Do you think this could be turned into a separable version? I'm attempting that now, but I may have my math incorrect and I'm not 100% sure if it's even possible. If I come up with something I'll be sure to submit a PR, but I'm curious if you've already evaluated this.

BrutPitt commented 3 years ago

Hi. Thanks for this observation Before reply to you, I wanted to review my experiments with separability attempts, and for that I apologize for the delay in answering.

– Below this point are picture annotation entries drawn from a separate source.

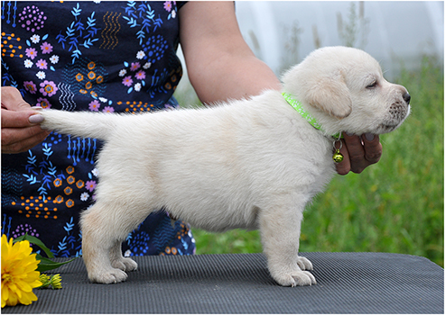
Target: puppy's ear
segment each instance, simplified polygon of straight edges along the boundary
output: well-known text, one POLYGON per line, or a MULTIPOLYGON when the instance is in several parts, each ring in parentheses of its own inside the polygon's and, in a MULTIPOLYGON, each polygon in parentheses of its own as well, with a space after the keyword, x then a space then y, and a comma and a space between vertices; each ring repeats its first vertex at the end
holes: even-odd
POLYGON ((337 118, 348 117, 352 112, 352 100, 342 76, 324 77, 311 91, 309 104, 337 118))

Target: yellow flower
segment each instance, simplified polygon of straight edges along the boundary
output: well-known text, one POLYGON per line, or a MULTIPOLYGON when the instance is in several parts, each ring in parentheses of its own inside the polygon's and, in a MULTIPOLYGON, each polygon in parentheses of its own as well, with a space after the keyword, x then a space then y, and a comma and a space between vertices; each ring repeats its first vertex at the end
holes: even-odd
POLYGON ((45 274, 41 274, 40 281, 42 284, 39 286, 38 289, 46 289, 50 287, 50 285, 51 286, 52 290, 61 289, 60 274, 53 274, 51 277, 45 274))
POLYGON ((8 242, 2 235, 2 308, 37 301, 32 288, 42 285, 40 272, 35 270, 40 260, 30 255, 32 251, 29 241, 13 244, 13 238, 8 242))

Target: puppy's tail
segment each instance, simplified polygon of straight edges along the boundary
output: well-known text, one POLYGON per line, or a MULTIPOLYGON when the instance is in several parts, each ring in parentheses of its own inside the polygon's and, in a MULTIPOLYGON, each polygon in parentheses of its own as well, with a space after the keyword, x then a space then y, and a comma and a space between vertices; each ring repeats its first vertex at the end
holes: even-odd
POLYGON ((74 137, 96 138, 107 140, 116 129, 118 114, 90 112, 39 110, 44 117, 41 126, 74 137))

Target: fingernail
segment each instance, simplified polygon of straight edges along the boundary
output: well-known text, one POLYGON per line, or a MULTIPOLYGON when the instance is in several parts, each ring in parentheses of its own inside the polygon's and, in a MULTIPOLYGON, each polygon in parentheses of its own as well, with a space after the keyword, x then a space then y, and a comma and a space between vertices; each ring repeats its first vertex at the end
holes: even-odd
POLYGON ((375 135, 372 133, 365 133, 365 138, 366 139, 366 140, 372 141, 374 140, 375 135))
POLYGON ((39 113, 30 116, 30 118, 28 118, 28 121, 31 123, 41 123, 42 122, 43 122, 43 120, 44 120, 43 116, 39 113))

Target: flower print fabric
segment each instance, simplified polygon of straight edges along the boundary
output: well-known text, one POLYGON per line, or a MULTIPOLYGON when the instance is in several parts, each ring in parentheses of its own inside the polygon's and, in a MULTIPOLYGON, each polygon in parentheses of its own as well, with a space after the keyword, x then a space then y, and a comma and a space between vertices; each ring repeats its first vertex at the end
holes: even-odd
MULTIPOLYGON (((178 107, 178 11, 166 2, 2 2, 2 86, 44 109, 141 112, 178 107)), ((2 155, 2 233, 38 236, 56 256, 81 255, 79 217, 95 200, 101 142, 51 133, 2 155)), ((131 163, 123 161, 123 163, 131 163)), ((146 192, 150 194, 150 192, 146 192)), ((128 235, 125 256, 188 255, 189 225, 164 210, 128 235)))

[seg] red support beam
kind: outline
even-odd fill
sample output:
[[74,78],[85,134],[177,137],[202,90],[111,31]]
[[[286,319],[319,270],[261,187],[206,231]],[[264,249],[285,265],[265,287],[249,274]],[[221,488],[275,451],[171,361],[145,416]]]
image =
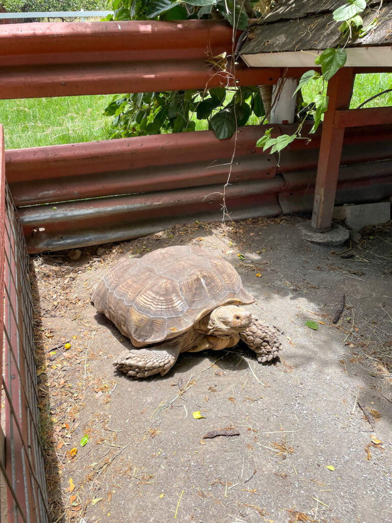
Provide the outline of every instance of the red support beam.
[[312,225],[316,229],[331,226],[338,184],[344,129],[334,126],[335,111],[350,106],[355,73],[340,69],[328,82],[328,108],[322,125]]
[[338,128],[363,127],[372,125],[392,123],[392,107],[370,107],[336,111],[333,127]]

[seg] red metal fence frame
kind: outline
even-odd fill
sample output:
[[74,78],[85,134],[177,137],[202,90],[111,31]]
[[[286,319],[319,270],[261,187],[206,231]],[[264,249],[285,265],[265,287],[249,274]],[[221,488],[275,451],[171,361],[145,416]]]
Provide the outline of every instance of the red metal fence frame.
[[[7,177],[29,252],[137,237],[179,221],[221,220],[235,146],[226,192],[233,219],[310,210],[321,129],[310,143],[295,141],[279,155],[255,146],[270,127],[240,128],[225,140],[206,131],[7,151]],[[294,127],[273,126],[272,135],[291,134]],[[304,126],[303,138],[309,129]],[[370,184],[392,195],[392,166],[379,161],[392,158],[392,126],[363,131],[345,134],[341,163],[347,167],[341,167],[338,188],[343,202],[374,201]]]
[[4,26],[0,99],[261,85],[306,70],[208,61],[232,55],[240,34],[196,20]]
[[5,179],[1,126],[0,166],[0,340],[5,356],[1,372],[6,416],[5,452],[0,468],[7,485],[9,523],[46,523],[49,512],[40,447],[29,257]]

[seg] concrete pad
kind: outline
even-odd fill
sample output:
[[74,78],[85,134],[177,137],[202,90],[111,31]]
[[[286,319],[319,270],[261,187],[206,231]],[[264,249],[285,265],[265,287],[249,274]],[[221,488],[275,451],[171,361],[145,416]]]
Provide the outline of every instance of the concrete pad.
[[[51,520],[289,523],[304,513],[318,523],[391,523],[390,378],[377,358],[391,354],[392,230],[345,259],[304,241],[301,222],[178,225],[102,246],[99,259],[95,247],[62,265],[33,259]],[[97,314],[90,288],[123,257],[187,244],[236,268],[256,298],[249,310],[282,331],[278,359],[260,365],[239,346],[184,353],[164,377],[116,372],[129,342]],[[369,263],[377,258],[385,263]],[[358,400],[381,415],[374,432]],[[227,427],[240,435],[202,439]]]
[[316,231],[310,222],[305,222],[300,225],[304,239],[312,243],[326,246],[342,245],[347,241],[350,231],[342,225],[333,225],[329,231],[322,232]]
[[386,223],[390,220],[390,203],[389,201],[360,205],[343,205],[335,207],[333,218],[345,222],[353,231],[360,231],[364,227]]

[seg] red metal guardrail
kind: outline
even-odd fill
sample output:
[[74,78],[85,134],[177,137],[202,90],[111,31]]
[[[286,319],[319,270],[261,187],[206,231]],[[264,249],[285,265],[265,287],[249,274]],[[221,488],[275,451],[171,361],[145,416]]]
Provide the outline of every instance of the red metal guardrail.
[[[272,127],[273,136],[294,128]],[[279,157],[255,147],[266,127],[241,128],[236,140],[218,140],[206,131],[7,151],[7,177],[29,252],[220,220],[235,144],[226,192],[232,218],[310,210],[320,132],[309,143],[295,141]],[[347,131],[338,202],[392,195],[392,165],[379,161],[392,159],[391,138],[391,126]]]
[[3,26],[0,98],[261,85],[306,70],[251,69],[230,59],[227,70],[217,70],[207,59],[232,54],[240,34],[195,20]]
[[[47,523],[49,509],[40,446],[29,257],[5,180],[5,167],[0,125],[0,317],[3,324],[0,370],[1,403],[5,413],[5,423],[2,420],[2,435],[5,427],[5,438],[0,468],[2,484],[7,491],[6,496],[1,496],[2,511],[7,512],[9,523]],[[2,414],[3,412],[2,409]]]

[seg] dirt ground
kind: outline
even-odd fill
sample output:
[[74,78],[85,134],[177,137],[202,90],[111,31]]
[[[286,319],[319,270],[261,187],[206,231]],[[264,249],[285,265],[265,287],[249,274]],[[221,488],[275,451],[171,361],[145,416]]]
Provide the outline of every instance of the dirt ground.
[[[75,262],[33,259],[53,522],[392,522],[392,226],[333,252],[302,239],[306,218],[197,223]],[[183,354],[164,377],[117,374],[127,342],[89,289],[123,256],[192,242],[236,268],[249,309],[283,331],[280,358],[259,365],[239,346]],[[202,439],[226,427],[240,435]]]

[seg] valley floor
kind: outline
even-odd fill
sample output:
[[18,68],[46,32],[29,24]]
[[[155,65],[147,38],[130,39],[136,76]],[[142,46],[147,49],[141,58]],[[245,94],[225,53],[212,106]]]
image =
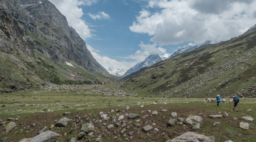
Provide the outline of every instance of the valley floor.
[[[37,92],[34,93],[36,91]],[[250,116],[256,119],[256,102],[253,99],[241,99],[238,105],[239,112],[236,112],[230,111],[233,104],[221,103],[220,107],[218,107],[216,103],[206,102],[205,99],[166,99],[153,96],[152,97],[118,96],[79,93],[68,90],[67,91],[69,92],[40,93],[34,89],[0,94],[1,123],[4,122],[2,124],[7,125],[13,121],[16,124],[15,128],[8,133],[1,133],[0,138],[7,138],[6,142],[19,141],[23,138],[36,136],[38,132],[46,126],[45,131],[50,130],[59,135],[56,140],[69,141],[72,137],[77,139],[81,126],[91,122],[95,128],[93,136],[86,134],[77,141],[94,141],[97,138],[100,138],[100,141],[165,141],[188,131],[213,136],[215,141],[256,140],[255,120],[248,121],[241,118],[243,116]],[[156,101],[157,104],[150,104]],[[127,110],[127,107],[130,108]],[[252,110],[247,111],[250,109]],[[164,112],[162,110],[166,111]],[[149,112],[148,110],[151,112]],[[152,114],[154,111],[158,112],[157,115]],[[71,113],[63,116],[63,113],[66,112]],[[109,120],[104,121],[99,114],[100,112],[109,117]],[[224,112],[228,114],[227,117],[213,118],[209,116],[211,115],[222,115]],[[176,112],[177,117],[172,116],[173,112]],[[124,117],[122,121],[125,122],[118,120],[120,116],[125,116],[126,113],[130,113],[138,114],[140,117],[134,119]],[[180,125],[175,123],[172,126],[168,126],[170,119],[179,121],[178,118],[182,118],[185,120],[190,115],[200,116],[202,118],[203,122],[199,123],[199,129],[193,130],[191,128],[194,124],[184,122]],[[7,121],[8,118],[16,118],[17,116],[20,117],[17,120]],[[50,128],[51,125],[55,124],[55,120],[59,120],[64,117],[70,120],[67,126],[55,126]],[[233,117],[237,119],[235,120]],[[249,129],[239,127],[241,122],[248,123]],[[214,126],[213,124],[215,122],[220,122],[220,124]],[[32,127],[31,125],[34,123],[35,126]],[[108,129],[108,126],[111,123],[114,124],[114,127]],[[124,128],[122,128],[121,125],[124,123],[126,126],[123,126],[124,130],[122,133]],[[153,129],[145,132],[143,128],[147,125]],[[0,126],[1,132],[4,131],[4,126]],[[133,132],[133,134],[130,135],[132,131]]]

My attempts to find separability have not been successful, but it doesn't mean it can't be separable. I think that the trouble is the "walking" pixel (related to the central pixel ) in the sigma "area" (spatial):

            vec4 walkPx =  texture(origTexture, vTexCoord+d*invScreenSize);
            vec4 dC = walkPx-centrPx;
            float deltaFactor = exp( -dot(dC, dC) * invBSigmaSqx2) * invBSigmaxSqrt2PI * blurFactor;

But I would be glad if you could find a solution to this.

Some my attempts at separability create this effect: Screenshot at 2021-11-04 01-48-22

... or this: Screenshot at 2021-11-04 01-49-11

... depends if I start with horizontal or vertical pass.

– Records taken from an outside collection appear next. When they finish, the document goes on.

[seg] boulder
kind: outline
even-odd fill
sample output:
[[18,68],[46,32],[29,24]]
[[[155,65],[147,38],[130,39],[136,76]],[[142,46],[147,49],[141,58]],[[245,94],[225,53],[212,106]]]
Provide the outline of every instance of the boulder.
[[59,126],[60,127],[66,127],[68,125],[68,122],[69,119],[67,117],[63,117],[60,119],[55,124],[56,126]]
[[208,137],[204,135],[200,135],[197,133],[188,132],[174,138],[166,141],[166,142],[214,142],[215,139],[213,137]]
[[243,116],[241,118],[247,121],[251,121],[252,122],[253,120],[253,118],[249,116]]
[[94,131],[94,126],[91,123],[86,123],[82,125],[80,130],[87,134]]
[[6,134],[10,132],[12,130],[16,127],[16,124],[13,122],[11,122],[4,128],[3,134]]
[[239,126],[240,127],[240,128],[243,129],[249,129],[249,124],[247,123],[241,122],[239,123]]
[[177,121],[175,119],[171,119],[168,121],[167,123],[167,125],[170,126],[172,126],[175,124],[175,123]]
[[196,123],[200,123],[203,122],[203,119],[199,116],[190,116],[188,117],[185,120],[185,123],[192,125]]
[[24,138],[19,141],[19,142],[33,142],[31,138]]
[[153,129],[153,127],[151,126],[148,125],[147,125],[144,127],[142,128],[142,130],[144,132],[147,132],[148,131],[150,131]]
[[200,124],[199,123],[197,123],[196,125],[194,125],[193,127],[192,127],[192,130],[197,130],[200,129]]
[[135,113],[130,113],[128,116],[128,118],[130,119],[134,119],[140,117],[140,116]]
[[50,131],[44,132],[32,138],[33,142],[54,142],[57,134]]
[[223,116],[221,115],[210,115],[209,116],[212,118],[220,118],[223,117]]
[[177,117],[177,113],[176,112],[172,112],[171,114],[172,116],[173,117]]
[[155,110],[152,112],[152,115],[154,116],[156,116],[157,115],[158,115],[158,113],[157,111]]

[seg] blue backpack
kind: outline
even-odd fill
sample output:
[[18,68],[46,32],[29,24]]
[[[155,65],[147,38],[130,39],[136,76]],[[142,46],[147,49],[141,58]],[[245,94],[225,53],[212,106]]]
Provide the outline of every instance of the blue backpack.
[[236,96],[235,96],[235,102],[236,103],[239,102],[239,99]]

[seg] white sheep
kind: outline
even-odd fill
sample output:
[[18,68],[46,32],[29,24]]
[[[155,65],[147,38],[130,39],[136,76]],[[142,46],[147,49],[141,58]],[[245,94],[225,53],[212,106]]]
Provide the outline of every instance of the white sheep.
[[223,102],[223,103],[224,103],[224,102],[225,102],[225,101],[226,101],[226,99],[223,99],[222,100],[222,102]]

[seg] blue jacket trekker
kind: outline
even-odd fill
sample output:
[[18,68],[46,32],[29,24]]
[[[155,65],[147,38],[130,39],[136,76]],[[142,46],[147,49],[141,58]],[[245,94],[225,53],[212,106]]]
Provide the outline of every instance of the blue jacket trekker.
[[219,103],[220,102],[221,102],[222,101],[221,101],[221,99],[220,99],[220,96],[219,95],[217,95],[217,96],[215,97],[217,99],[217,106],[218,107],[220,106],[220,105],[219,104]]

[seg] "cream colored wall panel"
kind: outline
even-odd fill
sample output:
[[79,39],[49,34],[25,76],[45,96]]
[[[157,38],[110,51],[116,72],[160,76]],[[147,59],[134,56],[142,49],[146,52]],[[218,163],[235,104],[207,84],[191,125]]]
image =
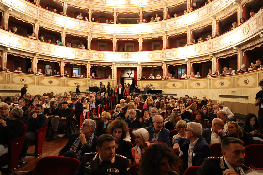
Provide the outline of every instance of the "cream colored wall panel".
[[212,80],[212,88],[231,88],[232,78],[222,78],[221,79]]
[[231,111],[233,113],[246,115],[248,112],[248,103],[233,102]]
[[35,85],[34,77],[29,77],[27,75],[11,75],[10,84],[27,84],[28,85]]
[[183,81],[164,82],[164,88],[177,89],[183,88]]
[[61,78],[55,78],[51,77],[40,77],[39,78],[39,85],[40,86],[61,86]]
[[78,85],[81,87],[86,87],[87,86],[87,80],[80,80],[79,79],[66,80],[66,87],[76,87]]
[[200,80],[188,82],[188,88],[208,89],[208,80]]
[[5,74],[0,74],[0,84],[5,84]]
[[257,79],[257,74],[236,77],[236,87],[237,88],[256,87],[258,83]]

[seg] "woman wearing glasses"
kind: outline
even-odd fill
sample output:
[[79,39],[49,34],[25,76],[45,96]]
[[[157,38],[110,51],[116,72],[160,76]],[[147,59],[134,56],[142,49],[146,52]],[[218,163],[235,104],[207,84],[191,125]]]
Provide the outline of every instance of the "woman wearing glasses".
[[164,128],[169,131],[176,129],[176,123],[181,120],[180,112],[177,111],[175,111],[172,112],[169,121],[165,123]]
[[116,105],[115,109],[111,112],[111,118],[113,119],[115,119],[118,117],[121,117],[124,119],[126,118],[124,113],[121,111],[121,106],[120,104]]
[[244,147],[252,144],[247,133],[245,132],[243,132],[241,127],[236,122],[231,121],[228,122],[227,129],[228,137],[235,137],[241,140],[244,142]]
[[187,125],[186,122],[184,120],[180,120],[176,123],[176,130],[179,132],[178,134],[173,137],[172,142],[173,143],[174,139],[178,137],[186,138],[185,129]]
[[128,124],[123,120],[115,120],[108,128],[107,133],[115,138],[115,154],[126,157],[129,159],[129,166],[134,159],[132,154],[131,143],[124,139],[129,133]]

This was my better (and correct?) attempt: Screenshot at 2021-11-05 01-10-20

This my separable function, relative to the image above (left: original, right: processed):

// used multi-draw Framebuffer
layout (location = 0) out vec4 color;
layout (location = 1) out vec4 auxThres;
layout (location = 2) out vec4 auxDelta; // not used in this example

layout (binding=1) uniform sampler2D imageData; // main picture
layout (binding=2) uniform sampler2D blurPass;    // color output (1pass)
layout (binding=3) uniform sampler2D thresPass;  // auxThres output

in vec2 vTexCoord; // pass vertex coords [0,1] from vertexshader

// same that in denoise
uniform float uSigma;
uniform float uThreshold;
uniform float uSlider;
uniform float uKSigma;
uniform vec2 wSize;

uniform int pass; // pass number

#define INV_SQRT_OF_2PI 0.39894228040143267793994605993439  // 1.0/SQRT_OF_2PI
#define INV_PI 0.31830988618379067153776752674503

// blurPass is color output of pass 1
void gPassC(sampler2D tex, vec2 direction, float sigma, float kSigma, float threshold, int pass)
{
    //compute the radius across the kernel
    float accumBlur   = pass == 1 ? 0.0 : texture(blurPass,vTexCoord).a;
    float accumThres = pass == 1 ? 0.0 : texture(thresPass,vTexCoord).r;
    //vec4 accumBlur   = vec4(0.0);
    vec4 accumBuff  = pass == 1 ? vec4(0.0) : texture(blurPass,vTexCoord);

    float radius = kSigma*sigma;
    float radQ = radius * radius;

    float invSigmaQx2 = .5 / (sigma * sigma);      // 1.0 / (sigma^2 * 2.0)
    float invSigmaQx2PI = INV_PI * invSigmaQx2;    // // 1/(2 * PI * sigma^2)

    float invThresholdSqx2 = .5 / (threshold * threshold);     // 1.0 / (sigma^2 * 2.0)
    float invThresholdSqrt2PI = INV_SQRT_OF_2PI / threshold;   // 1.0 / (sqrt(2*PI) * sigma)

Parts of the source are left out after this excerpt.